Willis: I was burnt out. My dad was sick, I was trying to do a one-year residency at Cal Arts and also working at The Criterion Collection editing the liner notes for their LaserDiscs. I met a whole bunch of new writers and went on the shoots for the extras material. They were working on those things called “expanded books,” which were CD-ROMs. I found these new technologies really interesting. All of this was at the same time as I was working with Filmmaker, and I just thought, “This is too much.” Then, I got offered a job at the internet short film distributor iFilm. They paid me $70,000. I’d never had a salary, never had “one job” and never had that kind of money. So, my husband and I were immediately able to buy a place to live. But RES was, again, a five-year arc, then I was totally burnt out and had to leave. But I learned so much in being able to contribute to Filmmaker and think about the larger cultural conversation, and about advocacy as a form of criticism—how to champion something, celebrate it, but sustain a critical edge.

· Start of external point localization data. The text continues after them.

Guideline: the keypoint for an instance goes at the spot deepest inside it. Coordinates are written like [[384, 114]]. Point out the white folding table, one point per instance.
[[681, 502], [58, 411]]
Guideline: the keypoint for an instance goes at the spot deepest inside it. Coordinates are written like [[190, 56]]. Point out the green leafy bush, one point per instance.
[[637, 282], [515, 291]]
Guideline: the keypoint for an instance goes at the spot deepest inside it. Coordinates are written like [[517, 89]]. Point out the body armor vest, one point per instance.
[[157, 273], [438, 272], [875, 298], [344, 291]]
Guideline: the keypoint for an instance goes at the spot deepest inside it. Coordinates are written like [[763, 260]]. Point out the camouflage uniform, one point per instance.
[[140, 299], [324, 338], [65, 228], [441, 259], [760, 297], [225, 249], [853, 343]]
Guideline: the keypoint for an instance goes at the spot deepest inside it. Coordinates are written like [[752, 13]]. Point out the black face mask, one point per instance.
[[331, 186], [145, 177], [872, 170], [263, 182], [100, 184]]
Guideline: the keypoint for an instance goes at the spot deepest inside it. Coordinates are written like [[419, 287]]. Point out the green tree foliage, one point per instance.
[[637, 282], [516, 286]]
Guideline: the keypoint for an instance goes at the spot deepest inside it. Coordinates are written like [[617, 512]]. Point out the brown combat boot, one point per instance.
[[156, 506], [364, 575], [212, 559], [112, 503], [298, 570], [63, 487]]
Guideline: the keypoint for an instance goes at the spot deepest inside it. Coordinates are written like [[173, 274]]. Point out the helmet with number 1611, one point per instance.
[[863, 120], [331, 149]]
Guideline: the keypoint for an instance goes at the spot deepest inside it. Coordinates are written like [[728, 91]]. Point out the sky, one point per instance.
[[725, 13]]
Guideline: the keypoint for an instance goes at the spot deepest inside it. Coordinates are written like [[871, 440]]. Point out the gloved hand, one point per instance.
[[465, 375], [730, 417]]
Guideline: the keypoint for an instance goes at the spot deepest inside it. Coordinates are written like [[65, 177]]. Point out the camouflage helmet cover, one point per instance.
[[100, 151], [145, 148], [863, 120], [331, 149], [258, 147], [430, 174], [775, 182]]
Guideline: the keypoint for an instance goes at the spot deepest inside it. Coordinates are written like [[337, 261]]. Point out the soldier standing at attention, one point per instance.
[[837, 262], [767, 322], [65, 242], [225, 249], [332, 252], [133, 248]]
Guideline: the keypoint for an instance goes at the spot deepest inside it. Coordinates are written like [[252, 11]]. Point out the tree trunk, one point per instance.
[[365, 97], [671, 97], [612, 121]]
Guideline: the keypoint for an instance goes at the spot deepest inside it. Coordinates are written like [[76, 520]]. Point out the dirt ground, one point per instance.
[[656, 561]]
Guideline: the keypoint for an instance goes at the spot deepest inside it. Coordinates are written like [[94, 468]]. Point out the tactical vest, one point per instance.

Macaulay: Advocacy for films, filmmakers and the field was always a big part of the magazine, but we always set ourselves apart from critic-driven publications. Until Brandon Harris’s stint as a weekly reviewer, we only did reviews out of festivals, with Noah Cowan and Howard Feinstein—both of whom have passed—attending all the major ones. We tried to get filmmakers writing about process as much as possible. I always thought of our criticism as being expressed through the selections we made about what to cover, the questions we were asking and, of course, in our introductions.

Willis: Right now, everything is so quiet and muted. Back then, there was a sense that pushing back, outrage and refusal were all strategic and powerful. Pre-internet, it felt like you were part of a community.

Martesko-Fenster: It was truly a team effort. We were all doing other things, but we came together—Peter and then, after me as publisher, Steve Gallagher, and Holly, your team on the west coast. And the community, from the festivals to the filmmakers, was great to us. Scott, I can’t believe you stayed so long.

Macaulay: I can’t believe I stayed for 33 years either! I certainly didn’t imagine I’d be doing that when we started. You both have put punctuation marks on your time at Filmmaker earlier than [I have], but finally placing my own punctuation mark has allowed me to put everything in perspective and think about the magazine in the way we’re talking about it right now: a magazine covering independent film that has been independent itself and has remained in print for over three decades. That’s an achievement, I’m realizing, so thank you both.